Performing the load and save using Word 2016 is quite interesting. The resulting content.xml file might have:

<style:style style:name="P1"
   style:parent-style-name="TestStyle"
   style:master-page-name="MP0"
   style:family="paragraph">
     <style:paragraph-properties fo:break-before="page"/>
</style:style>
...
<office:text text:use-soft-page-breaks="true">
  <text:p text:style-name="P1">hello world</text:p>
</office:text>

and in styles.xml the background-color setting is pushed up to the paragraph style level.

<style:style style:name="TestStyle"
   style:display-name="TestStyle"
   style:family="paragraph">
      <style:text-properties fo:hyphenate="false"/>
</style:style>

<style:default-style style:family="paragraph">
...
<style:text-properties ... fo:background-color="transparent"

So to see if the output ODF has the fo:background-color setting one has to consider not just the directly used style "P1" but also parent style elements which might contain the attribute instead.
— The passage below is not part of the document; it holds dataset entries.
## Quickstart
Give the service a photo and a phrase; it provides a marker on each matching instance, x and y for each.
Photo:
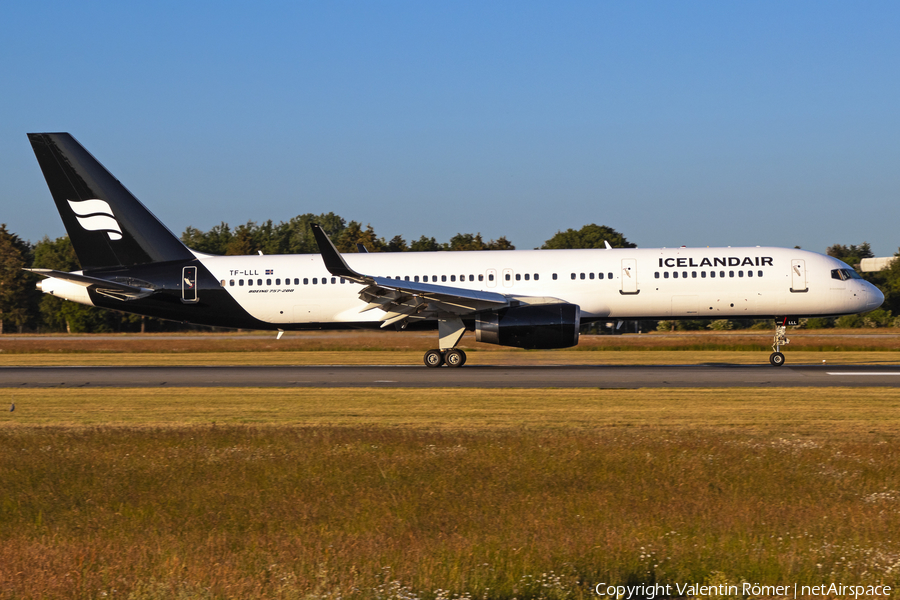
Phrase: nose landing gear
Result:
(777, 358)
(452, 358)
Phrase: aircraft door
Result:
(189, 285)
(629, 276)
(798, 276)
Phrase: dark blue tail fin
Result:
(107, 225)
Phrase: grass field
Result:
(378, 493)
(880, 346)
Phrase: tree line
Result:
(23, 308)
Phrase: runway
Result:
(643, 376)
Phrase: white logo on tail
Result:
(96, 215)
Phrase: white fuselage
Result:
(678, 283)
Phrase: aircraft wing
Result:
(401, 299)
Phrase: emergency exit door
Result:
(798, 276)
(189, 284)
(629, 276)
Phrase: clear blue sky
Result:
(696, 123)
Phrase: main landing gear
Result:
(450, 330)
(452, 358)
(777, 358)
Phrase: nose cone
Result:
(874, 298)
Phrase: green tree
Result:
(468, 241)
(17, 292)
(589, 236)
(354, 234)
(425, 244)
(397, 244)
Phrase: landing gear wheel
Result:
(455, 358)
(434, 358)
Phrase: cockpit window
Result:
(844, 274)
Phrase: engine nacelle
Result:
(539, 326)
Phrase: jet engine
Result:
(539, 326)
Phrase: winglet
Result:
(334, 262)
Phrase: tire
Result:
(455, 358)
(434, 359)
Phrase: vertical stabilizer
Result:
(108, 226)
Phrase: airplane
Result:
(520, 298)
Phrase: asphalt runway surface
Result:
(629, 376)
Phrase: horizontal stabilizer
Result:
(100, 284)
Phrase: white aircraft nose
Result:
(874, 297)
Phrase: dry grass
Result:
(433, 494)
(839, 411)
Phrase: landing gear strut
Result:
(777, 358)
(452, 358)
(450, 330)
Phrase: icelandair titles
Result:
(723, 261)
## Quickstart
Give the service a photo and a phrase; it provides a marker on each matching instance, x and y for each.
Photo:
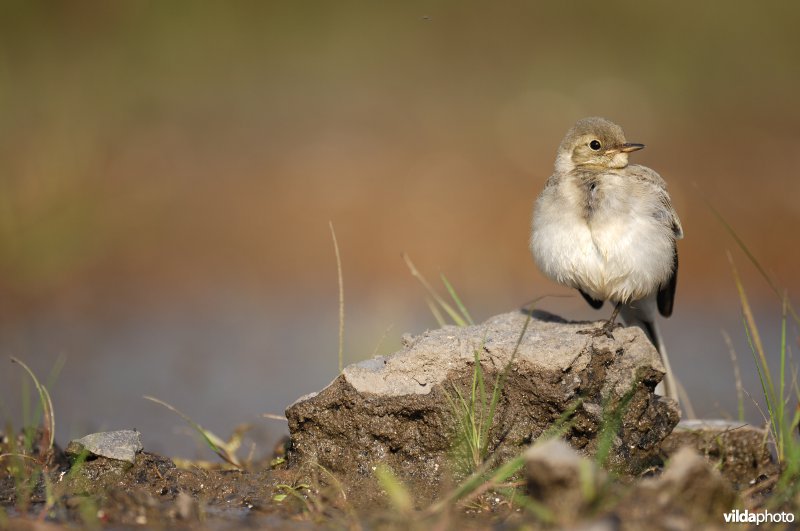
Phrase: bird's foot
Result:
(605, 330)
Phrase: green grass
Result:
(226, 450)
(781, 391)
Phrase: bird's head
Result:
(594, 142)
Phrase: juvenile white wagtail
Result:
(608, 229)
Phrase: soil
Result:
(153, 492)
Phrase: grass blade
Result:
(746, 250)
(397, 492)
(48, 416)
(453, 295)
(217, 445)
(454, 315)
(341, 296)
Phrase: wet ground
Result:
(154, 492)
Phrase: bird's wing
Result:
(594, 303)
(666, 293)
(666, 213)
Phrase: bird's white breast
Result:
(619, 251)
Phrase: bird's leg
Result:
(607, 327)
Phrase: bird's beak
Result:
(627, 148)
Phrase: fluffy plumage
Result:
(608, 228)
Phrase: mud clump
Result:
(398, 410)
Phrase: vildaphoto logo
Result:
(761, 517)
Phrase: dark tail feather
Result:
(642, 314)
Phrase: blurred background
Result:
(168, 171)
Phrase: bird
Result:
(608, 229)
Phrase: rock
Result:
(563, 481)
(738, 450)
(122, 445)
(688, 495)
(399, 409)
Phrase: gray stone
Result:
(122, 445)
(398, 409)
(562, 480)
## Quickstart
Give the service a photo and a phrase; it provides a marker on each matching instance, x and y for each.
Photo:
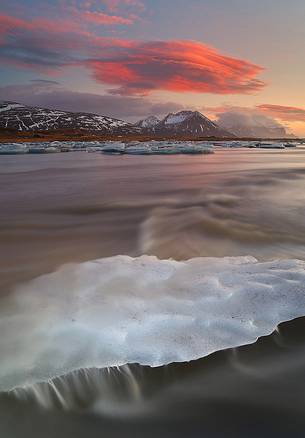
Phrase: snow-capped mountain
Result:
(258, 131)
(189, 123)
(251, 124)
(25, 118)
(149, 122)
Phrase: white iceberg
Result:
(123, 310)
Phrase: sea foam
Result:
(143, 310)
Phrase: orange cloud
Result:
(286, 113)
(105, 19)
(130, 67)
(179, 66)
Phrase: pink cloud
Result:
(130, 67)
(286, 113)
(104, 19)
(178, 66)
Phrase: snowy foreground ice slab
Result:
(123, 310)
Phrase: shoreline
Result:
(8, 136)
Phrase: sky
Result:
(133, 58)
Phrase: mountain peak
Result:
(185, 122)
(149, 122)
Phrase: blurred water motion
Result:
(75, 207)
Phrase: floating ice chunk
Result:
(120, 310)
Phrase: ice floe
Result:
(121, 310)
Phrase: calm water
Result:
(69, 207)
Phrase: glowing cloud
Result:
(129, 67)
(286, 113)
(179, 66)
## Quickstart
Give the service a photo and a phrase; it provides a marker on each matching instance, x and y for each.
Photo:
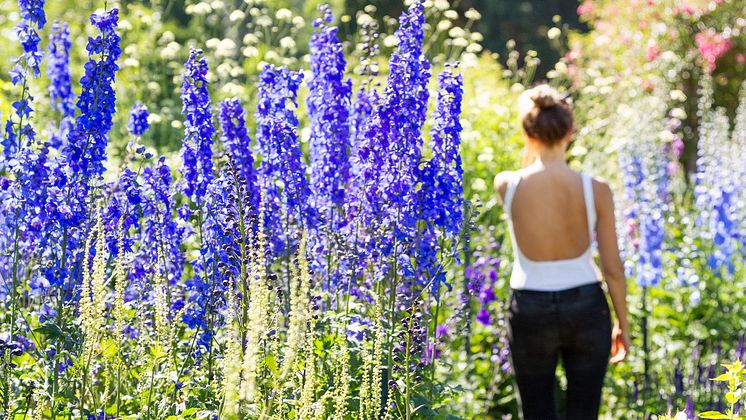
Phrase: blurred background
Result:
(633, 69)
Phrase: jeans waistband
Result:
(560, 295)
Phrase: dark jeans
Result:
(574, 324)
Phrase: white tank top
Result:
(553, 275)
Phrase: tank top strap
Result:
(510, 192)
(590, 206)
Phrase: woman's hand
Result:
(620, 343)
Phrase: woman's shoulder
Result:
(501, 182)
(604, 199)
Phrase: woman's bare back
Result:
(548, 211)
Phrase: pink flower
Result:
(586, 8)
(685, 10)
(652, 52)
(712, 46)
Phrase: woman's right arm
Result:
(611, 263)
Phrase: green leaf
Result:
(731, 397)
(713, 415)
(190, 411)
(725, 377)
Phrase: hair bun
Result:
(544, 96)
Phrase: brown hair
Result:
(545, 115)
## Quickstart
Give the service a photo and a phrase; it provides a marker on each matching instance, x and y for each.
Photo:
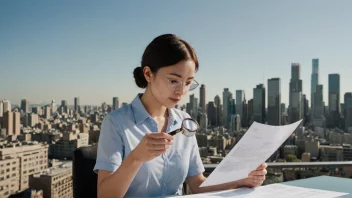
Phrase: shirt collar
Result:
(141, 114)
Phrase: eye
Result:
(173, 81)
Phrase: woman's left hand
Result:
(255, 178)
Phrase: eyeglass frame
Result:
(182, 83)
(183, 129)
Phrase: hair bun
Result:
(139, 77)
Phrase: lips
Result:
(174, 100)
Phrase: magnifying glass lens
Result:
(190, 125)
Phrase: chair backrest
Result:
(84, 179)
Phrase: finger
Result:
(262, 166)
(157, 153)
(153, 140)
(155, 147)
(258, 178)
(161, 135)
(258, 172)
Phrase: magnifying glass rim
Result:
(182, 129)
(191, 119)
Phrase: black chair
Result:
(84, 179)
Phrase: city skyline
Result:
(50, 52)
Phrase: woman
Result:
(136, 155)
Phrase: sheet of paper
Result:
(255, 147)
(272, 191)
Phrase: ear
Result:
(148, 74)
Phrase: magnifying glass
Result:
(188, 128)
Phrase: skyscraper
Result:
(16, 123)
(218, 110)
(47, 112)
(202, 98)
(212, 114)
(1, 109)
(6, 106)
(334, 100)
(250, 112)
(76, 105)
(305, 106)
(193, 106)
(274, 102)
(259, 104)
(226, 95)
(115, 103)
(295, 110)
(348, 110)
(25, 105)
(8, 122)
(240, 95)
(314, 80)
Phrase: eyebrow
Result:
(178, 75)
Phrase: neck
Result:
(153, 107)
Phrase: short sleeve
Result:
(195, 165)
(110, 146)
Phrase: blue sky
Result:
(59, 50)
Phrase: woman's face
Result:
(169, 84)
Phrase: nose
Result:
(180, 90)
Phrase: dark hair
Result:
(163, 51)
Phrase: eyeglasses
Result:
(190, 85)
(189, 128)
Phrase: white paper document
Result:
(255, 147)
(272, 191)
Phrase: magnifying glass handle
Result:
(175, 132)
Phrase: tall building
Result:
(217, 101)
(68, 144)
(16, 123)
(6, 106)
(25, 105)
(193, 106)
(240, 96)
(1, 109)
(202, 98)
(212, 114)
(8, 122)
(274, 102)
(17, 163)
(63, 103)
(250, 112)
(235, 123)
(56, 182)
(115, 103)
(203, 121)
(33, 119)
(231, 107)
(318, 114)
(12, 123)
(77, 107)
(334, 100)
(259, 104)
(314, 81)
(47, 112)
(53, 107)
(37, 110)
(245, 120)
(348, 110)
(305, 106)
(295, 110)
(226, 95)
(283, 107)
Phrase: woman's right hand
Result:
(151, 146)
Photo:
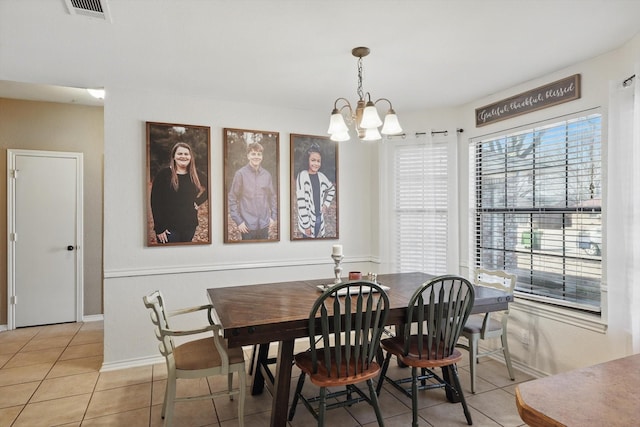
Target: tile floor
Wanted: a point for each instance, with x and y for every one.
(49, 376)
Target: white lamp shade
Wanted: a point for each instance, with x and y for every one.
(340, 137)
(391, 124)
(372, 134)
(370, 117)
(337, 124)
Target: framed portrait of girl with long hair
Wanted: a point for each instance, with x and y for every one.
(314, 188)
(178, 158)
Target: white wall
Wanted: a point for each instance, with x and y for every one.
(184, 273)
(558, 340)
In this case it was pushed right up to the paragraph style.

For the Word output the above XPath doesn't necessarily work. If the attribute we are looking for has been pushed up to paragraph then we should look for it there instead. Also, if we are looking at the paragraph level then we need to be sure that there is no attribute directly at the lower, TestStyle, level. Also it helps to ensure in the selection that the paragraph is really a parent of the TestStyle, or P1 in the above.

After a bit of pondering I found an interesting solution that can evaluate using plain XPath1.0. To test the value I pick off the fo:background-color from both the TestStyle and also the paragraph level. If those values are passed to concat() then, if the attribute is only at the TestStyle or paragraph level we get something that can be used to test the value. If the attribute appears at both levels are are in trouble.

For example:

<style:style style:name="TestStyle"
<style:text-properties ... fo:background-color="transparent"  />
</style:style>
<style:default-style style:family="paragraph">
<style:text-properties ... fo:background-color="#FF0000"/>
</style:style>

Considering the semantic XPath query of concat( TestStyle/@fo:background-color, paragraph/@fo:background-color ) the result would be  transparent#FF0000 which would not match a string comparison with 'transparent'.

The trick is to use an array selector on the second item in the concat() call. If we only return the paragraph/@fo:background-color value if there is no value associated with the TestStyle then the concat will effectively only return one or the other (directly on TestStyle or nothing on TestStyle and the attribute from paragraph).

With this the query can allow the office application to move the information to a parent of the style and still match for a test.